= International Association for Forensic and Legal Linguistics =

The International Association for Forensic and Legal Linguistics (IAFLL), until 2021 called the 'International Association of Forensic Linguists', is a professional organization consisting primarily of linguists working in fields related to the area of language and law, or forensic linguistics. Areas of expertise include (but are not limited to) authorship attribution, disputed confessions, trademark issues, legal language, and language in the legal process, including the experiences of vulnerable groups such as children, people with intellectual impairment, victims of sexual offences, non-native speakers, and indigenous communities. In addition to linguists, the association has members from other professions related to language and the law, particularly members of the legal profession. It was founded in 1993 by Professor Malcolm Coulthard.

The current President is Professor Tammy Gales, Vice-President Dr Nicci MacLeod, Immediate Past President Dr Jennifer Glougie, Secretary Dr Annina Heini, Communications Officer Dr Dana Roemling, and Treasurer Dr David Griffin. Current Members at Large are Dr Zakeera Docrat, Professor Eliseu Mabasso and Dr Karoline Marko. Past presidents have included Professor Lawrence Solan, Professor Diana Eades, Professor Peter Tiersma, Professor Ron Butters, and Professor Tim Grant.
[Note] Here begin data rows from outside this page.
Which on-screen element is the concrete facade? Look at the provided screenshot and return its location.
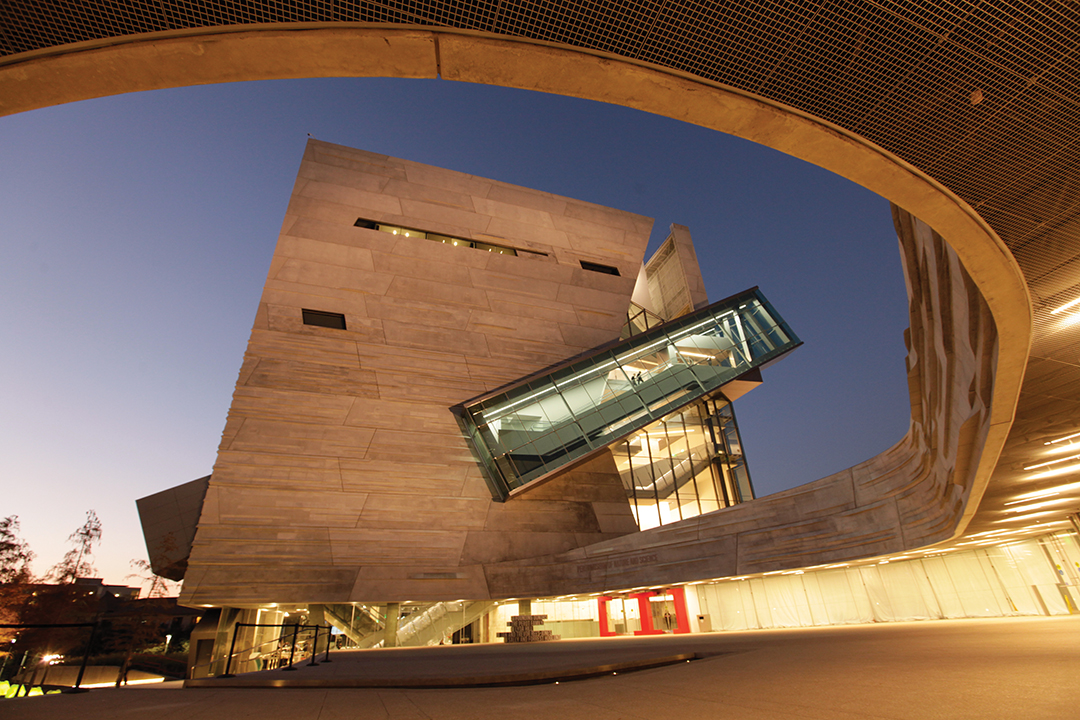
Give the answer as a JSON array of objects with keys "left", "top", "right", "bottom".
[
  {"left": 8, "top": 2, "right": 1080, "bottom": 626},
  {"left": 183, "top": 141, "right": 665, "bottom": 606}
]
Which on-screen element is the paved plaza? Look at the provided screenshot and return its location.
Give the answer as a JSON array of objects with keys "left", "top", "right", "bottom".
[{"left": 0, "top": 616, "right": 1080, "bottom": 720}]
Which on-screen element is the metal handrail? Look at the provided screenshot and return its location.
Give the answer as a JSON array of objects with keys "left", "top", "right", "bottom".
[{"left": 212, "top": 623, "right": 333, "bottom": 678}]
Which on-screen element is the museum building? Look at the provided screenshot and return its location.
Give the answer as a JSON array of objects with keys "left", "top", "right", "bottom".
[{"left": 138, "top": 140, "right": 1080, "bottom": 676}]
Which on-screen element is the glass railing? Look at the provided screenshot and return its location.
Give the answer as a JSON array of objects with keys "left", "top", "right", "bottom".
[{"left": 453, "top": 288, "right": 801, "bottom": 499}]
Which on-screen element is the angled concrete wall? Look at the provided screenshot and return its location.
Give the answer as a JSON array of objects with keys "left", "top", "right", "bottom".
[
  {"left": 485, "top": 206, "right": 998, "bottom": 597},
  {"left": 181, "top": 141, "right": 652, "bottom": 606}
]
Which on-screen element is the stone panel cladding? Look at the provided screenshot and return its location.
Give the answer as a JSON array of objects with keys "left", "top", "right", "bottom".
[
  {"left": 181, "top": 140, "right": 652, "bottom": 607},
  {"left": 485, "top": 206, "right": 998, "bottom": 597},
  {"left": 645, "top": 225, "right": 708, "bottom": 320}
]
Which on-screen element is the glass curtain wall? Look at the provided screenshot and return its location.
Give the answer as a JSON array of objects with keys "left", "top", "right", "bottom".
[
  {"left": 611, "top": 395, "right": 754, "bottom": 530},
  {"left": 454, "top": 288, "right": 801, "bottom": 499}
]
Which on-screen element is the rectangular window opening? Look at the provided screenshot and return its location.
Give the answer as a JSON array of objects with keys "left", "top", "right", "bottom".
[
  {"left": 300, "top": 310, "right": 346, "bottom": 330},
  {"left": 580, "top": 260, "right": 619, "bottom": 277},
  {"left": 353, "top": 218, "right": 544, "bottom": 259}
]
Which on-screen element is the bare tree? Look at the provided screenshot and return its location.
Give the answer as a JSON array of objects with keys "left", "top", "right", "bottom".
[
  {"left": 48, "top": 510, "right": 102, "bottom": 583},
  {"left": 0, "top": 515, "right": 33, "bottom": 585},
  {"left": 124, "top": 560, "right": 179, "bottom": 598}
]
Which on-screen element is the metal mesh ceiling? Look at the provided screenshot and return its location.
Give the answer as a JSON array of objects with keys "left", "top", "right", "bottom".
[{"left": 0, "top": 0, "right": 1080, "bottom": 518}]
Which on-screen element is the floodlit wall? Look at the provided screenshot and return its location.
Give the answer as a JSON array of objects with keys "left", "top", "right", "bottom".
[
  {"left": 181, "top": 140, "right": 652, "bottom": 607},
  {"left": 485, "top": 206, "right": 1000, "bottom": 598},
  {"left": 697, "top": 533, "right": 1080, "bottom": 630}
]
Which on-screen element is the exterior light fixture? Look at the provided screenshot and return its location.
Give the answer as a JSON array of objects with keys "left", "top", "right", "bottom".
[
  {"left": 1024, "top": 453, "right": 1080, "bottom": 470},
  {"left": 1050, "top": 298, "right": 1080, "bottom": 315}
]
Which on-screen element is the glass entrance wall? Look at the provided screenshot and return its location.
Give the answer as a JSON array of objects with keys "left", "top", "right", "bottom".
[
  {"left": 611, "top": 394, "right": 754, "bottom": 530},
  {"left": 453, "top": 288, "right": 801, "bottom": 499}
]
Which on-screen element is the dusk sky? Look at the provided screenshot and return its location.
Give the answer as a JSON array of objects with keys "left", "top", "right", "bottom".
[{"left": 0, "top": 79, "right": 909, "bottom": 583}]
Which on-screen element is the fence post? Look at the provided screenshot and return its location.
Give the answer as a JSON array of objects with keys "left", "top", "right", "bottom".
[
  {"left": 218, "top": 623, "right": 244, "bottom": 678},
  {"left": 75, "top": 620, "right": 98, "bottom": 690},
  {"left": 282, "top": 623, "right": 300, "bottom": 670}
]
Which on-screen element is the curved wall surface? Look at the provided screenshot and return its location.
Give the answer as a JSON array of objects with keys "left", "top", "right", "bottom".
[{"left": 0, "top": 2, "right": 1080, "bottom": 596}]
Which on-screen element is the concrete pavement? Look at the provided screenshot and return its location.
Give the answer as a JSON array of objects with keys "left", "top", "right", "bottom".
[{"left": 0, "top": 615, "right": 1080, "bottom": 720}]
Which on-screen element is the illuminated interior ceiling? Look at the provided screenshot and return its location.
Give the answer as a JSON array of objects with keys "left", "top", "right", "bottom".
[{"left": 0, "top": 0, "right": 1080, "bottom": 546}]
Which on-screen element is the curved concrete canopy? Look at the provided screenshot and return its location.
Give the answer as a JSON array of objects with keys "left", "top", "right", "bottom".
[{"left": 0, "top": 14, "right": 1062, "bottom": 574}]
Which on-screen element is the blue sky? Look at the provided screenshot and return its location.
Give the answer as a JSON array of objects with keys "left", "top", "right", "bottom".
[{"left": 0, "top": 79, "right": 909, "bottom": 583}]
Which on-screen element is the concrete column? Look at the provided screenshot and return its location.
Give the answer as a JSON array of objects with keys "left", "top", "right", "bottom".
[
  {"left": 211, "top": 608, "right": 240, "bottom": 675},
  {"left": 308, "top": 602, "right": 326, "bottom": 625},
  {"left": 382, "top": 602, "right": 402, "bottom": 648}
]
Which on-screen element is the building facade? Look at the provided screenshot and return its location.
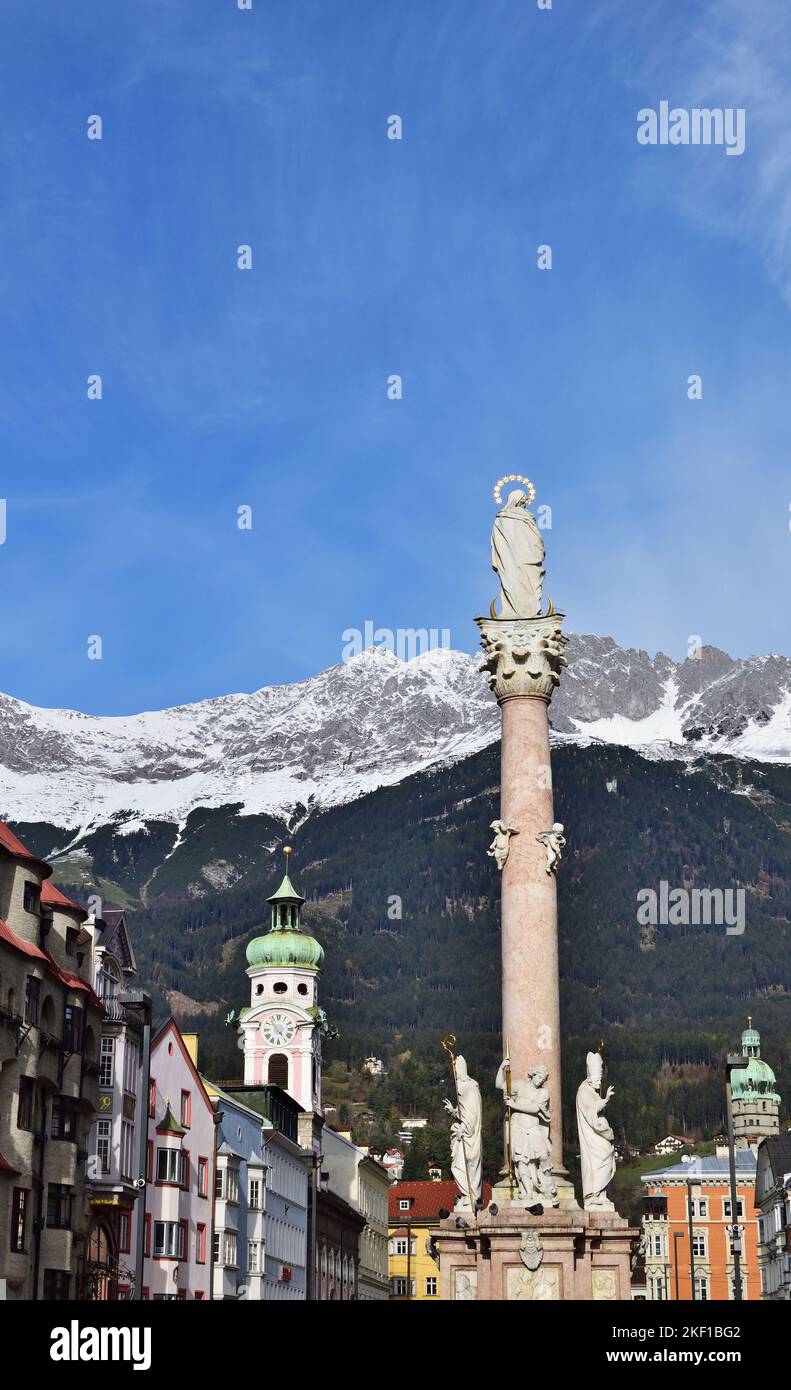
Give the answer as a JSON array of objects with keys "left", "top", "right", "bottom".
[
  {"left": 132, "top": 1019, "right": 217, "bottom": 1302},
  {"left": 642, "top": 1150, "right": 760, "bottom": 1301},
  {"left": 388, "top": 1182, "right": 492, "bottom": 1302},
  {"left": 755, "top": 1133, "right": 791, "bottom": 1302},
  {"left": 86, "top": 909, "right": 146, "bottom": 1298},
  {"left": 321, "top": 1126, "right": 389, "bottom": 1302},
  {"left": 316, "top": 1177, "right": 366, "bottom": 1302},
  {"left": 0, "top": 823, "right": 103, "bottom": 1300}
]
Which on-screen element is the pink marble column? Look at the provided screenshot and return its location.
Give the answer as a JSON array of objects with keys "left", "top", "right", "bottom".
[{"left": 500, "top": 695, "right": 563, "bottom": 1168}]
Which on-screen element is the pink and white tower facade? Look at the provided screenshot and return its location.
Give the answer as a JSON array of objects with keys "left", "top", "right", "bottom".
[{"left": 239, "top": 845, "right": 325, "bottom": 1139}]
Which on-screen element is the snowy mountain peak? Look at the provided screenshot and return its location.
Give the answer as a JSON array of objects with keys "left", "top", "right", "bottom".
[{"left": 0, "top": 635, "right": 791, "bottom": 831}]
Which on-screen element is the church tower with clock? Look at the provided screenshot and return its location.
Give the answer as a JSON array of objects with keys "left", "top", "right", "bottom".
[{"left": 239, "top": 845, "right": 327, "bottom": 1120}]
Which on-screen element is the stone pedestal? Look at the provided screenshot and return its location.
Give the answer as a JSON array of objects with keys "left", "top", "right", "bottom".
[
  {"left": 475, "top": 613, "right": 573, "bottom": 1167},
  {"left": 434, "top": 1207, "right": 639, "bottom": 1302}
]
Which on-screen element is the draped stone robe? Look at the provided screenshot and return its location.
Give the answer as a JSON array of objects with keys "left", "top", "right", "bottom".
[{"left": 492, "top": 492, "right": 545, "bottom": 619}]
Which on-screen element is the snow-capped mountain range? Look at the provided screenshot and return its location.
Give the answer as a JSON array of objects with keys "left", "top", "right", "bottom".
[{"left": 0, "top": 635, "right": 791, "bottom": 848}]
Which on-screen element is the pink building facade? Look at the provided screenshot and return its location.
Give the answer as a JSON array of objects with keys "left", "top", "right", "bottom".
[{"left": 136, "top": 1019, "right": 217, "bottom": 1302}]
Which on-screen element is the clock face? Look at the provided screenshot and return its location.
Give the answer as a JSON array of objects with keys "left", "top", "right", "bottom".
[{"left": 261, "top": 1013, "right": 296, "bottom": 1047}]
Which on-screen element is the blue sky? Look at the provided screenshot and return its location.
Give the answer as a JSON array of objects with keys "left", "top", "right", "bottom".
[{"left": 0, "top": 0, "right": 791, "bottom": 713}]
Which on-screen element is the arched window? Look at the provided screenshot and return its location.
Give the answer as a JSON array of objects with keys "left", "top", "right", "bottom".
[
  {"left": 99, "top": 955, "right": 121, "bottom": 1017},
  {"left": 268, "top": 1052, "right": 288, "bottom": 1091}
]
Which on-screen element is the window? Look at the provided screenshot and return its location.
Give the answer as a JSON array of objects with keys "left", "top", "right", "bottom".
[
  {"left": 17, "top": 1076, "right": 36, "bottom": 1130},
  {"left": 267, "top": 1052, "right": 288, "bottom": 1091},
  {"left": 63, "top": 1004, "right": 82, "bottom": 1052},
  {"left": 44, "top": 1269, "right": 70, "bottom": 1302},
  {"left": 99, "top": 1038, "right": 115, "bottom": 1090},
  {"left": 51, "top": 1095, "right": 78, "bottom": 1141},
  {"left": 392, "top": 1279, "right": 414, "bottom": 1298},
  {"left": 157, "top": 1148, "right": 184, "bottom": 1187},
  {"left": 99, "top": 956, "right": 121, "bottom": 1017},
  {"left": 96, "top": 1120, "right": 113, "bottom": 1173},
  {"left": 121, "top": 1120, "right": 135, "bottom": 1177},
  {"left": 11, "top": 1187, "right": 29, "bottom": 1254},
  {"left": 25, "top": 974, "right": 42, "bottom": 1026},
  {"left": 47, "top": 1183, "right": 71, "bottom": 1230},
  {"left": 124, "top": 1037, "right": 139, "bottom": 1095},
  {"left": 154, "top": 1220, "right": 185, "bottom": 1259}
]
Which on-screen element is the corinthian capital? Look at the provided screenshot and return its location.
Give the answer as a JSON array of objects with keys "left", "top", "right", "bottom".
[{"left": 475, "top": 613, "right": 569, "bottom": 703}]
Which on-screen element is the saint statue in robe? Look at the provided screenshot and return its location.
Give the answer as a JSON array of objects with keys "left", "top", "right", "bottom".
[
  {"left": 445, "top": 1056, "right": 482, "bottom": 1212},
  {"left": 492, "top": 488, "right": 545, "bottom": 619},
  {"left": 495, "top": 1056, "right": 557, "bottom": 1209},
  {"left": 577, "top": 1052, "right": 616, "bottom": 1212}
]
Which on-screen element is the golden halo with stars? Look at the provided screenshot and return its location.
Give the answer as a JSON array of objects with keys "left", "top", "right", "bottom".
[{"left": 494, "top": 473, "right": 535, "bottom": 506}]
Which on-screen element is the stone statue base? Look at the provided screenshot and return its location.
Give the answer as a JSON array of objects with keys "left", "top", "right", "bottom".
[{"left": 434, "top": 1194, "right": 639, "bottom": 1302}]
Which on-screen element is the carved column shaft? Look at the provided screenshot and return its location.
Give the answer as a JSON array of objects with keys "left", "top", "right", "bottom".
[{"left": 477, "top": 613, "right": 567, "bottom": 1170}]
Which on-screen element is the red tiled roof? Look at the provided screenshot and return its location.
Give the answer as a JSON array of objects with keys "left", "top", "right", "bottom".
[
  {"left": 388, "top": 1182, "right": 492, "bottom": 1223},
  {"left": 0, "top": 919, "right": 49, "bottom": 963},
  {"left": 0, "top": 919, "right": 104, "bottom": 1013},
  {"left": 0, "top": 820, "right": 51, "bottom": 874},
  {"left": 42, "top": 880, "right": 88, "bottom": 917}
]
The IAFLL holds biennial international conferences, which have been held across Africa, Asia, Australia, Europe and North America, and regional conferences in the intervening years. Membership of the Association includes subscription to the International Journal of Speech, Language and the Law (formerly Forensic Linguistics), a peer-reviewed journal that publishes articles on any aspect of forensic language, speech and audio analysis. The board of editors includes Philipp Angermeyer, Peter French, Alison May, and Kirsty McDougall.

==Controversy==
In 2008, lawyers hired by the one-man company Nemesysco threatened with legal actions unless the article "Charlatanry in forensic speech science", published in International Journal of Speech, Language and the Law in 2007, was withdrawn. The publisher Equinox decided to withdraw the article from the online version of the magazine, and offered the company to publish a letter in the journal, an offer they never took. In the article, a commercial product sold by the company was criticized as based on pseudo-science, and the company was not given the chance to comment before the article was published. The withdrawal resulted in criticism of the publisher for not understanding how to manage a scientific journal. The Royal Swedish Academy of Sciences branded the company's behavior a "serious assault on research freedom".